Shared memory per block Related to shared memory of an MCPU

Hello,
I’ve just started CUDA development. There’s one thing that doesn’t get clear to me. When running e.g. the deviceQuery (contained in the SDK), it says:
Total amount of shared memory per block: 16384 bytes
Appendix A of the user guide says:
The amount of shared memory available per multiprocessor is 16 KB

What’s confusing me is the relation between blocks and multiprocessor. As I understand it each blocks runs on a multiprocessor, but there can run multiple blocks on one multiprocessor. Does this mean that all the blocks on the multiprocessor need to share the 16KB of memory on the MCPU or is the shared memory swapped to e.g. global memory, so that each block can always access the full 16KB of shared memory?

Assuming they have to share the shared memory. If I run a kernel with the maximum number of blocks (65536). The blocks will be divided over the 16 MCPU’s this means there run 65536 / 16 = 4096 blocks on each MCPU. Does this mean that each block can allocate a maximum of 16384 / 4096 = 4 bytes of shared memory?

Thanks,
Michiel

The runtime looks at how much shared memory your kernel requires, and will run more than one block per multiprocessor if there is enough shared memory to do so. If each block only requires 5 kB of shared memory, then up to 3 blocks can be run simultaneously per multiprocessor (leaving some extra for kernel parameters, which get loaded into shared memory also). If you use 15 kB of shared memory in a block, then the scheduler will only run 1 block per multiprocessor. Blocks that cannot be scheduled will run after the first blocks finish. So if you request 65536 blocks, they will all run, but not all at the same time.

Running multiple blocks per multiprocessor helps mitigate some of the global memory latency, so it is good to keep shared memory usage low if possible, but it is not required.

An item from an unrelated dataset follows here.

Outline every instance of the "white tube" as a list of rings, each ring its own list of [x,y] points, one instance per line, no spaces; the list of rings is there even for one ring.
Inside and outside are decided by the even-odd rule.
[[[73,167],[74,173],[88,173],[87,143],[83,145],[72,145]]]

Does this apply to the register file as well, i.e must two blocks use less than 8192/2 registers each in order to be launched simultaneously?

/Lars

Basically, yes.

Shared memory and registers are partitioned among the threads of all concurrent blocks. So, decreasing shared memory usage (per block) and register usage (per thread) increases number of blocks that can run concurrently in the same SM.